Qui de mieux placé pour réformer les forces de l’ordre qu’une ancienne policière ? Ça dépend à qui on pose la question. L’intéressée, qui a gravi tous les échelons jusqu’à devenir la première femme afro-américaine cheffe de la police d’Orlando, entre 2007 et 2011, estime avoir « une perspective unique » sur les dérives du système. Mais Demings a été accusée d’avoir défendu un usage excessif de la force durant son mandat. Encore peu connue du grand public, la représentante de Floride a toutefois pris du galon en étant l’un des sept managers de la Chambre lors de l’impeachment de Donald Trump.

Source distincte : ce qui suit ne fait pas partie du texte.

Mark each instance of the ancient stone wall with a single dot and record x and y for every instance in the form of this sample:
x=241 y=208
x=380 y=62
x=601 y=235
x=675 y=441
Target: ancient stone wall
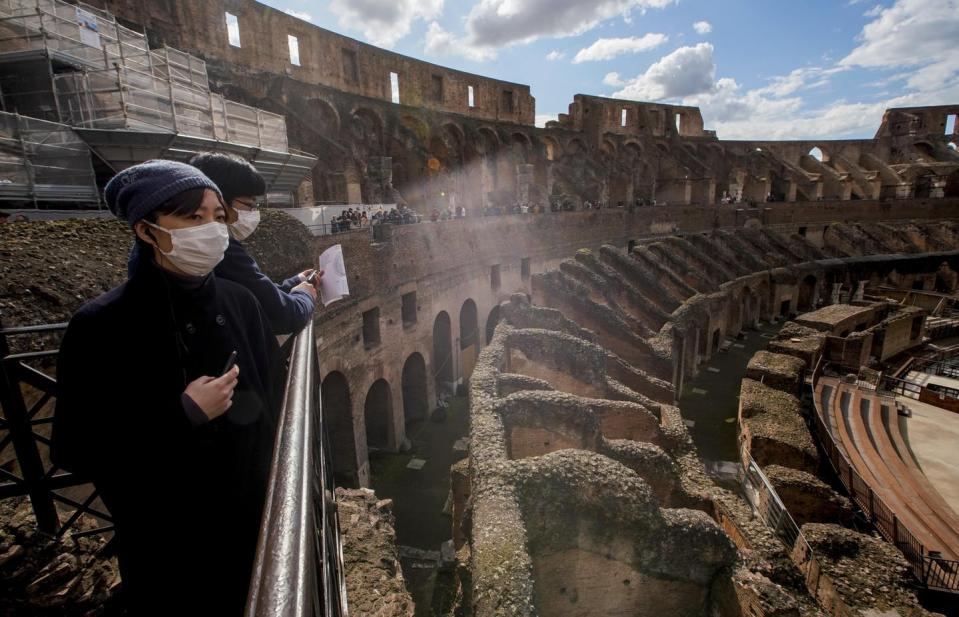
x=325 y=58
x=432 y=149
x=655 y=308
x=448 y=266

  • Keisha Lance Bottoms, maire d’Atlanta (50 ans) : La cote qui monte

Dans le climat actuel particulièrement tendu, Keisha Lance Bottoms a répondu avec sa meilleure arme : l’empathie. Elle l’a martelé fin mai : « Avant tout, je suis la mère de quatre enfants noirs. Quand j’ai vu le meurtre de George Floyd, j’ai ressenti la douleur d’une mère. » La maire d’Atlanta s’est montrée dure avec les manifestants violents : « Vous n’honorez pas la mémoire de Martin Luther King. Vous vous attaquez à votre communauté. Si vous voulez du changement, allez voter. » Et quand Rayshard Brooks a été abattu par un policier d’Atlanta, vendredi dernier, elle a immédiatement demandé la démission de la cheffe de la police et le limogeage de l’officier depuis inculpé pour meurtre. « C’est une étoile montante mais elle a peu d’expérience et n’a pas été scrutée de près », juge Doug Heye. Chris Edelson estime cependant que Joe Biden n’a pas besoin de se presser et dispose d’assez de temps pour effectuer un background check efficace.

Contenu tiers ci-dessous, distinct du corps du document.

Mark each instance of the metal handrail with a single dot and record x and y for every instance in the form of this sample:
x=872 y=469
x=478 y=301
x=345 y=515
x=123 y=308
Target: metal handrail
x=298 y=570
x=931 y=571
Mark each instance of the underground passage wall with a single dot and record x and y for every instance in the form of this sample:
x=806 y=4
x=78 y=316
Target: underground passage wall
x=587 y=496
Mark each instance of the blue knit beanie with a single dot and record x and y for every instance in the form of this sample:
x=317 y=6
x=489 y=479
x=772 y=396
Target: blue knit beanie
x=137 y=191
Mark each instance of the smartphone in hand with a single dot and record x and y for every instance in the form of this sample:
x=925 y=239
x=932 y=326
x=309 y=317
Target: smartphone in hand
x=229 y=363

  • Elizabeth Warren, sénatrice du Massachusetts (70 ans) : La championne de la gauche

En politique, tout est souvent une question de timing. En 2016, la route d’Elizabeth Warren avait été barrée par Hillary Clinton. Cette année, la pourfendeuse de Wall Street n’a pas réussi à décoller face à Bernie Sanders. Et alors que la crise économique du coronavirus avait remis les inégalités économiques sur le devant de la scène, ces questions ont été éclipsées ces dernières semaines par les injustices raciales. Et un ticket Biden-Warren – deux septuagénaires blancs – « ferait désordre », selon Chris Edelson.

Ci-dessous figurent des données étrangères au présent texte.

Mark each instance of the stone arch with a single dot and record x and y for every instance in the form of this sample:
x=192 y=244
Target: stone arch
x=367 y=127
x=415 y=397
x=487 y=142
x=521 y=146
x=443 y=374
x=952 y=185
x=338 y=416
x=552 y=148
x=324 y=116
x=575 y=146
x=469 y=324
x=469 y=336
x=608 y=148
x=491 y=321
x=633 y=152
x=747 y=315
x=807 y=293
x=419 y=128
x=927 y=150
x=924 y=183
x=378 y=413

  • Susan Rice, ex-conseillère à la Sécurité nationale d’Obama (55 ans) : La Némésis de Trump

Première Afro-Américaine ambassadrice des Etats-Unis à l’ONU, conseillère à la Sécurité nationale de Barack Obama… Susan Rice a un CV blindé. Joe Biden l’a côtoyée pendant huit ans et l’apprécie. Doug Heye la considère toutefois comme une « wild card », un joker risqué qui exposerait Biden à de violentes attaques. Les républicains avaient accusé Rice d’avoir caché la vérité sur l’attaque de Benghazi contre l’ambassade américaine – quand elle avait d’abord parlé, se basant sur des renseignements très préliminaires, d’une « manifestation spontanée ». Et même si elle a agi dans le respect de la loi, Donald Trump répète en boucle qu’elle a « espionné (sa) campagne » dans le feuilleton autour de l’enquête sur la Russie. Avec 9 points d’avance sur Trump dans les sondages, Biden devrait, en toute logique, choisir une colistière moins clivante.

  • Mention honorable

Selon le New York Times, Joe Biden considère également Tammy Baldwin, première sénatrice ouvertement lesbienne des Etats-Unis, Tammy Duckworth, sénatrice de l’Illinois et ancienne combattante blessée lors de la guerre en Irak, la gouverneure de l’Illinois Gretchen Whitmer, la gouverneure de Rhode Island, Gina Raimondo et celle du Nouveau-Mexique, Michelle Lujan Ghrisham. L’ex-candidate et sénatrice du Minnesota, Amy Klobuchar, s’est quant à elle retirée de la course, estimant sur MNSBC qu’il « était temps de mettre une femme de couleur sur le ticket ». Fin mai, Joe Biden a indiqué, selon Politico, qu’il espérait annoncer son choix d’ici au 1er août.